Tools for Publishing in Multiple Formats?
Truist asks: "What are the best tools (windows or *nix) to use to publish a single source document in multiple formats, specifically plain text, multi-page HTML, and PDF? I'm trying to publish a (60-page+) NetBSD installation guide/documentary online, and I want plain text for easy download and 'less'-ability, HTML for easy browsing and search engine indexing, and PDF or Postscript for easy printing. It's currently a Word document (I know, I know - I'm happy to manually convert it to something else) with multiple styles, including regular text, lists, internal links, external (web url) links, code, and notes, and I'd like to preserve as much as possible of each in the final output. Some additional notes: there are no graphics, and I expect to update this document periodically, or to split it into parts and maintain the parts (think master document / subdocuments). It won't be updated too often, but if re-publishing could be scriptable, that would be fantastic."

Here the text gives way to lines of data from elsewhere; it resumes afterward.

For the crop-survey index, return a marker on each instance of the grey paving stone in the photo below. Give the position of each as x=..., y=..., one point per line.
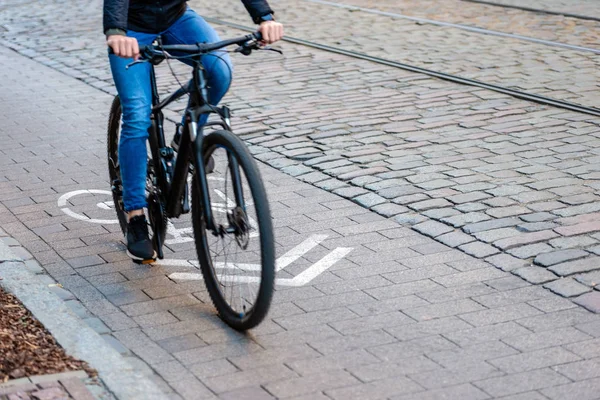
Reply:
x=378, y=371
x=115, y=344
x=567, y=287
x=313, y=383
x=369, y=200
x=590, y=279
x=410, y=219
x=439, y=213
x=530, y=250
x=575, y=267
x=536, y=226
x=455, y=375
x=97, y=325
x=580, y=370
x=496, y=234
x=389, y=210
x=506, y=262
x=573, y=242
x=578, y=390
x=521, y=382
x=469, y=277
x=479, y=249
x=491, y=224
x=455, y=238
x=538, y=217
x=590, y=301
x=464, y=219
x=432, y=228
x=378, y=389
x=535, y=275
x=501, y=314
x=557, y=257
x=534, y=360
x=469, y=337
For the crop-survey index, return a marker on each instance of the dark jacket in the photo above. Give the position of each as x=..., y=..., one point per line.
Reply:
x=154, y=16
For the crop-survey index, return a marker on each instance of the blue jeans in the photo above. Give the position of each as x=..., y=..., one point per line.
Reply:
x=134, y=88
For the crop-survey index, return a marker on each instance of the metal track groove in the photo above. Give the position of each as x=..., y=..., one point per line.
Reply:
x=448, y=77
x=458, y=26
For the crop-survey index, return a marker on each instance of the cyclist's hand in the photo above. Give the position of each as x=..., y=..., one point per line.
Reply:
x=272, y=31
x=124, y=46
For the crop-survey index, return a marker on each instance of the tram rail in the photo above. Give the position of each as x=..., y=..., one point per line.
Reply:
x=441, y=75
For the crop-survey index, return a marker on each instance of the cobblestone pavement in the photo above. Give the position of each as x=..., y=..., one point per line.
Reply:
x=400, y=317
x=580, y=7
x=556, y=28
x=545, y=70
x=72, y=385
x=502, y=180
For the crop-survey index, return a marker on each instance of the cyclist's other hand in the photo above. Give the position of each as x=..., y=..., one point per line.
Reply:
x=271, y=31
x=124, y=46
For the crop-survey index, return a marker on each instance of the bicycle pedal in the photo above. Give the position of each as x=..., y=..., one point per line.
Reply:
x=145, y=262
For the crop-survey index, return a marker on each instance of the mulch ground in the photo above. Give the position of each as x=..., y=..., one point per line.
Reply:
x=26, y=348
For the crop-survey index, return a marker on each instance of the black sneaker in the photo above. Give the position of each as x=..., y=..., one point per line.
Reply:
x=139, y=246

Open Office can save to all of those formats. It isn't scriptable, but all those outputs are done easily enough. Has that been taken into consideration or am I off base on what you are looking for?
That's scary.
I actually worked on a ~500pg. documentation project with a couple of other developers a couple of years back, and after about six months of debate, they finally agreed to let me recode the thing from TeX to DocBook XML.
The conversion was a PITA, but once that was finished, we had about 40 source XML files which were independently version-controlled, some minor customizations to the standard DocBook XSLT stylesheets, and slick, easily-updated HTML, plain text, and PDF versions of the document being produced straight out of CVS by a cron job.
A nice benefit of the conversion was that we were actually able to add another few hundred pages of documentation that was automatically generated from grammar definitions and source code to the batch build, and they could be integrated into the style and distribution methods we worked out for the hand-generated docs.
Lyx is how I do what you're talking about. It's a WYSIWYM (What You See Is What You Mean) document processor, and it's great. I use it to write term papers, HOWTO documents, and lots of other stuff. You can export your document to many different formats, including HTML, PDF, plain text and Postscript. You should try it out, I really like it.
My blog
I've written some extensive docs in texinfo and moved it rather easily to pdf, html and plain text.
I've tried doing the same for docbook and it plain sucked. While the DocBook format itself is nice, the tools for transforming are too complex (for me?), esp. if you want to customize conversion to HTML or PDF. This definitely goes for DocBook/SGML, and by what I've seen so far DocBook/XML too to some extend.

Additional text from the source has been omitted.